The biotech sector has been on a roll for much of the past year. Even amid the pandemic, the iShares NASDAQ Biotechnology ETF (NASDAQ:IBB) has managed to return 69% over the past 12 months. Gilead Sciences (NASDAQ:GILD) stock, on the other hand, has underperformed during the same period, falling 30%.
What's intriguing about Gilead is that it is also trading at a substantial discount to its peers. This is a well-established viral disease, infectious disease, and oncology biotech. However, you can buy shares for around 9 times earnings and just over 3 times revenue, compared to the industry average of 31 times earnings and 8 times revenue. What gives?
Can you count on Gilead?
In 2020, Gilead grew its revenue and earnings over the prior year by 10% and 14%, respectively, to $24.35 billion and $8.95 billion. A big chunk of that growth, however, came from sales of its new COVID-19 treatment, Veklury, also known as remdesivir. Now that coronavirus vaccines are widely available, however, it's safe to say that COVID-19 treatments are in lower demand. These developments have put around $2.8 billion of Gilead's annual revenue at risk.
What's more, Gilead's Hepatitis C portfolio saw a 30% yearly decline in sales as more and more patients who were cured of Hepatitis C no longer required the company's therapies. Its HIV portfolio revenue also fell as two of its drugs in the segment (Truvada and Atripla) lost their patent protection, putting over $3.4 billion worth of annual revenue at risk of generic competition.
With these facts in mind, it's easy to see why investors are concerned about Gilead's future. But I think cause for concern has been overblown. This year, Gilead still expects up to $25.1 billion in revenue and $7.45 in earnings per share (EPS). These represent increases of 3% and 5% from 2019, respectively.
A R&D machine
The company has been reinvesting in its future, with over $5 billion of its revenue going into research and development (R&D) each year. Some development highlights involve Biktarvy, which has become the No. 1-prescribed HIV drug in the country. One out of two HIV patients in the U.S. is currently on Biktarvy. The drug did $2.5 billion more in sales in 2020 than in 2019, and does not lose its patent protection until 2033.

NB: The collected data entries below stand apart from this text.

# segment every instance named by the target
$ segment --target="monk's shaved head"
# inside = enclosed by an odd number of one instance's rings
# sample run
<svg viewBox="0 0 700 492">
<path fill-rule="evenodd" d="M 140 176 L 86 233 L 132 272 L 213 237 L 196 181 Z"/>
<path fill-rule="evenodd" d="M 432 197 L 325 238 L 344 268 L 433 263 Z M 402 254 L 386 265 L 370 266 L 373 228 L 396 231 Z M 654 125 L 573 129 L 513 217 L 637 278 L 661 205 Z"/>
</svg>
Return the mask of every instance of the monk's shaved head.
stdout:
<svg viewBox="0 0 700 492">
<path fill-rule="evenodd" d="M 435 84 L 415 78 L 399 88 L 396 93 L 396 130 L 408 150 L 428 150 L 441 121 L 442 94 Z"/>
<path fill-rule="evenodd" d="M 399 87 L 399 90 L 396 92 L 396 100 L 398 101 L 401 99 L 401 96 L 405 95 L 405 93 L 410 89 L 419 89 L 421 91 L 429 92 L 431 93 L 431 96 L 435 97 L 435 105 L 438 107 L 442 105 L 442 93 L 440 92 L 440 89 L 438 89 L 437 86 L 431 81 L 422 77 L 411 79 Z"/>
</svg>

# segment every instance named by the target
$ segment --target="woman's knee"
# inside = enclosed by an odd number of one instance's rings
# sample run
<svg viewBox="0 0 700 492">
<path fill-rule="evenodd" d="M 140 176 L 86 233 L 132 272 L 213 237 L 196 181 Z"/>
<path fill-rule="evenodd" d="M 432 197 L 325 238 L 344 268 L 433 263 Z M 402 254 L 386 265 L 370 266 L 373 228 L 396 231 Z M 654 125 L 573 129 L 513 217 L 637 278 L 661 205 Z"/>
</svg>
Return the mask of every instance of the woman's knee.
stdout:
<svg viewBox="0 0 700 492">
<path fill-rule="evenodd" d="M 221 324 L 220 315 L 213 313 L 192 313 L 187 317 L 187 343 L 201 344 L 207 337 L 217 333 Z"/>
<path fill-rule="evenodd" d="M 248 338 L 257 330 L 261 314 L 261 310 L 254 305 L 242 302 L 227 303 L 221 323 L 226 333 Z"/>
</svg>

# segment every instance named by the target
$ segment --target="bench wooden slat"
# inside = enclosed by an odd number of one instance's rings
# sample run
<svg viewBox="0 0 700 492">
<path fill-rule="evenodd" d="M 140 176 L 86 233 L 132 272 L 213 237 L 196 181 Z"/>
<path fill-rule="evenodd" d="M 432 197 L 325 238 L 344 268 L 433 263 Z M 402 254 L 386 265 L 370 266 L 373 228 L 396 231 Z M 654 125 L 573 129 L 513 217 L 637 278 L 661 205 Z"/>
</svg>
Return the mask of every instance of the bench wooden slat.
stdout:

Gilead is also partnering with Merck (NYSE:MRK) to jointly develop a combination therapy (islatravir and lenacapavir) for HIV. The two biotechs will share research and development expenses. Upon reaching a $2 billion revenue milestone with the therapeutic, Gilead will receive 65% of future sales.

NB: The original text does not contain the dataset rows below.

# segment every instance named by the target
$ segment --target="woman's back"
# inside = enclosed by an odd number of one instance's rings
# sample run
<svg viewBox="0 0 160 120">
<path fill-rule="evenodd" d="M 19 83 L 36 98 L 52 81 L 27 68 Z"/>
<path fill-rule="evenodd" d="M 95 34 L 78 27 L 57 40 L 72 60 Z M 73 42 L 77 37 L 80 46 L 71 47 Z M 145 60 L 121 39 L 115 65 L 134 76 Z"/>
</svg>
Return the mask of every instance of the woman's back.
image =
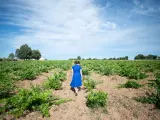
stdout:
<svg viewBox="0 0 160 120">
<path fill-rule="evenodd" d="M 72 69 L 73 69 L 74 74 L 78 74 L 78 73 L 80 74 L 81 66 L 74 65 L 74 66 L 72 66 Z"/>
</svg>

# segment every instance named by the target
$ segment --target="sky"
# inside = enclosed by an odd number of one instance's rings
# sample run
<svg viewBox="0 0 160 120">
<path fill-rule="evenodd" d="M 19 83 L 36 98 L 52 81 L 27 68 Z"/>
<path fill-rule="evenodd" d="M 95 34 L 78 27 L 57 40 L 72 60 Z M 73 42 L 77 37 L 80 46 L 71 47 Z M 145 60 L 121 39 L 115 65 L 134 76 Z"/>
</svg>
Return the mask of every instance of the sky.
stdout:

Organic development isn't the only card that Gilead holds. Last year, the company acquired biotech Immunomedics for $21 billion. Immunomedics markets an immunotherapy, Trodelvy, for the treatment of metastatic breast cancer. It also plans to expand the drug's label to targeting non-small-cell lung carcinoma, bladder cancer, and other types of breast cancer. The combined total addressable market of these indications amounts to more than $88 billion annually.
Gilead also acquired German biotech MYR Pharmaceuticals last year for $1.75 billion. MYR Pharmaceuticals markets Hepcludex for treating Hepatitis D. The acquisition should boost its declining infectious disease franchise.
On top of all this, even Gilead thinks its shares are undervalued. Right now, it is buying back over $1.5 billion of its shares each year to boost its EPS. The company also pays out nearly $3.5 billion in dividends each year, giving the stock an impressive yield of 4.14%. Gilead's share buybacks and dividend payout amount to only 67% of its free cash flow, which is more than sustainable.
What's the verdict?
Overall, Gilead's acquisitions, new product launches, and research partnerships will more than offset woes from Veklury and its HCV franchise. Given that Gilead will likely maintain its growth trajectory, I would highly recommend investors who are passionate about biotech stocks consider adding it to their portfolios. It doesn't hurt that it's trading at an absolute bargain.